Dr. Hans-Albert Wulf
Faul: Der lange Marsch in die kapitalistische Arbeitsgesellschaft
Teil II


faul1
Franz von Lenbach: Der rote Schirm, 1859. Quelle: Wikimedia Commons.


Was ist Faulheit?

Ob jemand ein Müßiggänger ist, das lasse sich wie bei einer Uhr ablesen: "Die Hände verhalten sich zur Seele, wie der Zeiger einer Uhr zum inwendigen Uhrwerke; dieser deutet auswendig an, wie viel es inwendig geschlagen hat. Steht der Zeiger still, so steht auch das Uhrwerk still. Auf gleiche Weise verraten müßige Hände eine verdorbene, tote Seele." (Thomas Wiser: Vollständiges Lexikon für Prediger und Katecheten, Bd.13, Regensburg 1858, S.391) Der radikale Faule hat demnach nur ein einziges Motto: "Wer Arbeit kennt, und danach rennt, und sich nicht drückt, der ist verrückt."
Das absolute Nichtstun erfährt noch eine Steigerung in den sog.
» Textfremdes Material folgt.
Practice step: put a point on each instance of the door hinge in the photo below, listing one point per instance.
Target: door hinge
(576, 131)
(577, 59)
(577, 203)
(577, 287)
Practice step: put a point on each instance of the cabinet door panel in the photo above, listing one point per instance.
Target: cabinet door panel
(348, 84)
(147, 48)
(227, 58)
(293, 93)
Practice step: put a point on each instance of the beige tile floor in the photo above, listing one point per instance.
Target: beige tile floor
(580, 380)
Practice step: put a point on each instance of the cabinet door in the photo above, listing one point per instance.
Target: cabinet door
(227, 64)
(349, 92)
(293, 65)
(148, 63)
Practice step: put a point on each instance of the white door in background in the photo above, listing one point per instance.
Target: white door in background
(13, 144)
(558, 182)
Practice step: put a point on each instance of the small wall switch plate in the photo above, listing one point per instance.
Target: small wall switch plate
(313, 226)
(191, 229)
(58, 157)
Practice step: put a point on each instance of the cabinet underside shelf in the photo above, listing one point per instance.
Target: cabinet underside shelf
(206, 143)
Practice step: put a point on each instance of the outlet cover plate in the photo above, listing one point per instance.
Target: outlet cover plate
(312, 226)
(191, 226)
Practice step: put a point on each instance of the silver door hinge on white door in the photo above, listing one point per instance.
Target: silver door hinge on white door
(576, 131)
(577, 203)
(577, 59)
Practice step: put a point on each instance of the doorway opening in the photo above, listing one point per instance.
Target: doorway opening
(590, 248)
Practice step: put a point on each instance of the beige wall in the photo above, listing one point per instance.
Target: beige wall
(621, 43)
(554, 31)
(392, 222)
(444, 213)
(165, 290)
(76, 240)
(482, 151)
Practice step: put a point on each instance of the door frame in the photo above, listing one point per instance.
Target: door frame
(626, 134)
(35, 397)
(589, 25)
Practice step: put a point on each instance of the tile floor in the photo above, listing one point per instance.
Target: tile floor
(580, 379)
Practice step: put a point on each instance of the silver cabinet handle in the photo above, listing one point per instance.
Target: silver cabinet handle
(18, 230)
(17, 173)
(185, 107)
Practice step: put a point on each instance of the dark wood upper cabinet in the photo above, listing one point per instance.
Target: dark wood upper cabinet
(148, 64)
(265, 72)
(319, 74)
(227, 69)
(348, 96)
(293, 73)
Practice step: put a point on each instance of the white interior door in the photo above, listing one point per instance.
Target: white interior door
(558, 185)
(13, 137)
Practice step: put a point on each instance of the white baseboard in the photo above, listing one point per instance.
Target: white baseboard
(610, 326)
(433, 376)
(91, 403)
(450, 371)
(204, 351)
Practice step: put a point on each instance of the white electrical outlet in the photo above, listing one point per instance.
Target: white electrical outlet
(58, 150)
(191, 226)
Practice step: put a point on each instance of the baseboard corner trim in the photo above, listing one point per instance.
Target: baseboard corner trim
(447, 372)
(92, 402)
Faulheitswettbewerben, die in der neuzeitlichen Literatur immer wieder auftauchen. Am Beginn dieses Kapitels habe ich ein solches Kuriosum vorgestellt. Wer der Faulste ist, wird zum König ernannt. In seinem "Lob des Müßiggangs" zitiert Bertrand Russell eine weitere Variante: Es lagen einst zwölf Bettler müßig in der Sonne und dösten vor sich hin. Da kam ein Reisender vorbei und sprach sie an:"Wer von euch der Faulste ist, dem schenke ich einen Gulden." Sofort sprangen elf der Bettler auf und streckten dem spendablen Passanten die Hand entgegen. Nur einer blieb reglos in der Sonne liegen und - wie konnte es anders sein - er bekam den Gulden geschenkt.
Faulheit, Müßiggang, Trägheit, Nachlässigkeit, Nichtstun, Schläfrigkeit. Diese Begriffe werden in ihrer geschichtlichen Entwicklung nicht trennscharf verwendet. Im Mittelalter war das Wort Trägheit verbreitet und entstammt dem Kampf der Mönche gegen die Todsünde der Acedia. Faulheit ist das Schimpfwort, das den Diskurs im 16. und 17. Jahrhundert beherrscht. Es ist unmittelbar auf Arbeit bezogen; wer nicht arbeitet, ist faul. Demgegenüber ist das Wort Müßiggang sehr viel weiter gefasst und wird geradezu inflationär für alle nur denkbaren Abweichungen vom "normalen" Verhalten gebraucht.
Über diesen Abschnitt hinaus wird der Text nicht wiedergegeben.